An organization’s success is mostly determined by its financials such as its turnover, profitability, valuation, return on stock – basically where it features on the Fortune or the S&P lists, and rightly so because a business should be measured by how a business does. But what about an institution? Should it be judged only on the basis of its finances? Or are there other factors at play as well?
Organizations have lately started being ranked on environmental, social and governance (ESG) aspects; and also on their credentials as a workplace. A recent research, now in its second year, studies a completely new genre, i.e. the public’s perception of an organization’s mission. The Enso World Value Index ranks how people perceive organizations on their purpose, namely “the extent to which brands stand for something other than making money, whether they align with what people care about, and if these brands are worth publicly supporting.” What is unique about this 2016-born ranking is that it also factors the parameter of ‘impact on purchase’ while measuring the public perception. And that is precisely why brands may need to take their perception ranking carefully – because it may end up having an impact on the purchasing behaviour of the public.
The study looked at four parameters – ‘Awareness’, ‘Alignment’, ‘Support’ and ‘Purchase’ to make up the eventual metric of the ‘World Value Index’. The 3000 respondents were asked questions about their ‘awareness of the brand’s purpose or mission beyond making money?’; ‘whether the brand’s purpose or mission aligns with what they care about?’ ‘whether the brand’s purpose or mission something that they would openly support?’; and ‘whether the brand’s purpose or mission motivate them to buy products or services from the brand?’
In a nutshell, the survey studied these four aspects 'Awareness of purpose', 'Alignment with purpose', 'Active support', and 'Impact on purchase'.
The World Value Index was calculated using this formula: (Awareness of purpose + Alignment of purpose + Impact on purchase) x Active support
The key findings
The study, now in its second year, categorized the findings based on demographics to draw comparisons. One of the startling findings was the difference between how brands are perceived so variable by different generational cohorts. A millennial perceives a P&G very differently from how a Gen X or a Baby Boomer does, despite the fact that millennials form a target market of P&G as the older generations. This is not a rhetorical example – Proctor & Gamble is actually perceived very differently from the two generational cohorts. Baby boomers rank it at #12 (among the 150 studied), and millennials rank it at a lowly #103. It may be worth noting that this is a brand that has spent more than 7 billion dollars per year in advertising for six years running, also targeting millennials for some of its products like fabric softeners.

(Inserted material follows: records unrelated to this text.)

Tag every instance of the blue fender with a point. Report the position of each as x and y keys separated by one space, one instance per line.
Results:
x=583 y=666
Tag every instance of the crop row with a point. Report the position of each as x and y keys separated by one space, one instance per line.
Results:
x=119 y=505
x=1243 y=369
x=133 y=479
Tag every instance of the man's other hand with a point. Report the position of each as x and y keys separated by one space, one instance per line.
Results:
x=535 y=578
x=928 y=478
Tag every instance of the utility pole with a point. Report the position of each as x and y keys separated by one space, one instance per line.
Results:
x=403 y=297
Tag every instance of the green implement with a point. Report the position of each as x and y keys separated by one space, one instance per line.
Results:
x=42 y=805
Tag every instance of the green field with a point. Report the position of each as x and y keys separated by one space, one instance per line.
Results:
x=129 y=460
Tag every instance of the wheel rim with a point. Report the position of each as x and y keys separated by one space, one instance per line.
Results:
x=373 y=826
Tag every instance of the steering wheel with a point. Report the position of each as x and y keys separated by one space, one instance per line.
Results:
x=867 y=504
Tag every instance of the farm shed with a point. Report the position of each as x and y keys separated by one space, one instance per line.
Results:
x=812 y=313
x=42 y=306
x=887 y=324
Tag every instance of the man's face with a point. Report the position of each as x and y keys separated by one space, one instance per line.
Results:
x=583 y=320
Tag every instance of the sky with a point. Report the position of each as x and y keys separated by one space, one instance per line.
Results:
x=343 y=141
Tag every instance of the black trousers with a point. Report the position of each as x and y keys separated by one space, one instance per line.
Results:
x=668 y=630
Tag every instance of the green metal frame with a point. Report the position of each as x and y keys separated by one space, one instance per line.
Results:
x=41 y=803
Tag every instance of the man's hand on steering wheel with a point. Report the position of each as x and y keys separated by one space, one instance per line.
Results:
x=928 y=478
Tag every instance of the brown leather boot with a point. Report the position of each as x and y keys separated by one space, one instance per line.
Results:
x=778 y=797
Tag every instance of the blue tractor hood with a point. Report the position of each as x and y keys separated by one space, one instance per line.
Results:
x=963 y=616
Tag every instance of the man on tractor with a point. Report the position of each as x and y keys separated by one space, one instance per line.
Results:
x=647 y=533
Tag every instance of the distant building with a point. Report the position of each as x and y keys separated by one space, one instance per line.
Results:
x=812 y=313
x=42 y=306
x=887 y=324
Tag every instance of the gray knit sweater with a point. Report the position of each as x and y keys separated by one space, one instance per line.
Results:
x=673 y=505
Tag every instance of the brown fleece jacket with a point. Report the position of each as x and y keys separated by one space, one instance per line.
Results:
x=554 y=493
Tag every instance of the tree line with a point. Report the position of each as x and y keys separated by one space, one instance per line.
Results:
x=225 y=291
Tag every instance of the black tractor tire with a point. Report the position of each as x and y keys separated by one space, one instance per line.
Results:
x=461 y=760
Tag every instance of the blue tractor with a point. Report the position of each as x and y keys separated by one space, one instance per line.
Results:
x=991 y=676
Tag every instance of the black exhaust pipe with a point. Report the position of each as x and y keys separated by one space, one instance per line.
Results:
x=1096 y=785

The reason brands are perceived differently is because, according to the study, millennials and baby boomers have a different world-view. 68 percent millennials believe that creating change in the world is their personal goal and they actively pursue it; while only 42 percent boomers say so (the number for the general population stands at 54 percent).
By ignoring the perception of millennials, who are reported to control $24 trillion worth of wealth by 2020, organizations may be jeopardizing the sustainability and longevity of their businesses.
A few of the biggest deviation in brand perception is seen in organisations like Newman’s Own, AAA, Pfizer, and Samsung.
Newman’s Own: Millennial rank # 81; Baby Boomer rank #7
AAA: Millennial rank # 92; Baby Boomer rank #26
Pfizer: Millennial rank # 136; Baby Boomer rank #65
Samsung: Millennial rank # 74; Baby Boomer rank #19
There are cultural constructs which are relevant to the perception ranking. For instance, Pfizer being a pharmaceutical company resonates more with the boomer generation; or Newman’s Own’s perception can be driven by its founder Paul Newman who is better known in the circles of the boomer generation than millennials. However, for brands whose target audiences are across a human lifecycle (especially consumer packaged goods companies), a stark difference in brand perception among generations may be a worrying sign. As pointed out for P&G earlier, Johnson & Johnson (J&J) also is not perceived as well as by millennials as by boomers (#40 for millennials, #11 for boomers).
The brands which have outperformed the traditional consumer brands for the millennial generation are the new tech companies. Kickstarter, Spotify, Twitter, Snapchat, PayPal, and Uber – all have been ranked higher up on the list by the younger generation. It may be their clear articulation of the company’s vision and purpose, or the fact that the user base of these tech companies comprises predominantly of the millennial generation. Either way, if they can nail down sustainable revenue and profitability streams, these companies are poised for a bright future, with their perceptions being positive for the younger generations. Uber’smission statement, for instance, reads like this, “make transportation as reliable as running water, everywhere, for everyone.” Millennials associated with its purpose, and hence it is ranked higher on the list.
What the study recommends for brands to do to stay relevant to their audiences is – ‘develop more meaning’. The study ends up inferring that “brands that stand in accordance with young people’s values will be more likely to “win the future” than those that do not fully understand them or ignore them out of risk aversion or ambivalence.”